As Project Homekey funds begin to dry up, Gov. Gavin Newsom on Monday said he’s seeking an extra $200 million to help more cities and counties convert property into homeless housing.
If approved by the state’s Joint Legislative Budget Committee, the request would increase the innovative program’s buying power by a third. So far, Project Homekey has allocated $449.9 million of its $600 million budget, funding 3,351 new housing units. Newsom announced 19 new projects — including one in Alameda County — on Monday.
“Not only is Homekey unprecedented in providing capital to house people experiencing homelessness, but we are moving with unprecedented speed,” Newsom wrote in a news release. “Most of these projects will be ready to house people very soon after the acquisitions are complete, providing immediate help to our most vulnerable residents.”
Among the $137 million awarded in the third round of funding Monday, nearly $14.5 million went to Alameda County to turn a hotel into permanent supportive housing for formerly homeless residents.

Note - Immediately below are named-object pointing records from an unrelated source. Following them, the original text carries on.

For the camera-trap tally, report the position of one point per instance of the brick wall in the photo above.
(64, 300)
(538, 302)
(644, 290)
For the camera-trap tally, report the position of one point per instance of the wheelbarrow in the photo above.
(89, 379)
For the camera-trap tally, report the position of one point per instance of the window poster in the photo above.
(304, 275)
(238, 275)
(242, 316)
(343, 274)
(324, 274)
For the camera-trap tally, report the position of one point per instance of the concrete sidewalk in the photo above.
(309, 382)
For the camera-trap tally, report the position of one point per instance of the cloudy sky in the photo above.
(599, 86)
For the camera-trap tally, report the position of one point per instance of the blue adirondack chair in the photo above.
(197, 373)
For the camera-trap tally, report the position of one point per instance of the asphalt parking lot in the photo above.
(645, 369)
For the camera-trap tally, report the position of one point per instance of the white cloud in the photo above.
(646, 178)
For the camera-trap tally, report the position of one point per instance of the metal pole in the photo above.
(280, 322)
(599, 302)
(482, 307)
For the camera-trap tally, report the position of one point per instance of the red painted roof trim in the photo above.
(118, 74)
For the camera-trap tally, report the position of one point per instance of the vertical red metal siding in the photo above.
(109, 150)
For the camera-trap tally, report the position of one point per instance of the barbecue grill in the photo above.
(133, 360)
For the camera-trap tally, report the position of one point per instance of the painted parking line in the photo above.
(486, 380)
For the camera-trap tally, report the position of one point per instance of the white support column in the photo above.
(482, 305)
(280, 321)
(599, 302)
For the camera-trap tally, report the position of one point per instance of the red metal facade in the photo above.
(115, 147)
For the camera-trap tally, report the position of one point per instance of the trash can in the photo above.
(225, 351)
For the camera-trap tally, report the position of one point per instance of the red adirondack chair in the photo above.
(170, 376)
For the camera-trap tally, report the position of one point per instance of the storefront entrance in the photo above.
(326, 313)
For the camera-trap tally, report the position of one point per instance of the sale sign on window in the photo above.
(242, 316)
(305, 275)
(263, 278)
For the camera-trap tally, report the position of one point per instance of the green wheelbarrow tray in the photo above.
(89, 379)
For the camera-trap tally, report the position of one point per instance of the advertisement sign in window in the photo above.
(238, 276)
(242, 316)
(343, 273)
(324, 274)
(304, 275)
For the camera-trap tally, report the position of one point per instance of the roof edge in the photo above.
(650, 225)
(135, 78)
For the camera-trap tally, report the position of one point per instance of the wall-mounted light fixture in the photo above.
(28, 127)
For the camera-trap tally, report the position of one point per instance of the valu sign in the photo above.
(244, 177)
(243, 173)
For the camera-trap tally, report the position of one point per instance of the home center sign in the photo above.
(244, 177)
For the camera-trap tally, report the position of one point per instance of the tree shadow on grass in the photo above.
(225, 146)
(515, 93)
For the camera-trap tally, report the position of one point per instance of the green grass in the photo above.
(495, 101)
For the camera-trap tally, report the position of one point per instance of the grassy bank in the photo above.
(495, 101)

Newsom launched Project Homekey earlier this year as a way to provide long-term housing for homeless residents who had been moved off the street and into temporary hotel rooms and other shelters during the coronavirus pandemic.
But it quickly became apparent that $600 million wouldn’t be nearly enough to fund all the applications that came flooding in from throughout the state. Project Homekey received 138 applications requesting nearly $1.06 billion.
Projects in the five-county Bay Area alone have won more than $150 million so far. Local buildings that will be turned into homeless housing with Homekey funds include a college dormitory in Oakland, and hotels and motels in Milpitas, San Jose, Pittsburg and San Francisco. The funds also will go toward a modular home development in Mountain View.
Additional awards announced Monday include nearly $4.3 million to the city of Stockton to buy and renovate a 39-unit motel and turn it into permanent housing. The Sacramento Housing and Redevelopment Agency won almost $12.5 million to convert a hotel into interim housing for households that are homeless or at risk of becoming homeless, and have been impacted by COVID-19. The Housing Authority of the City of Los Angeles won $48.5 million for five projects totalling 269 units, and funds also went to Long Beach, Scotts Valley, and Santa Barbara, Sutter, Humboldt, Los Angeles, Tulare, Tehama, Del Norte, Lake and Mariposa counties.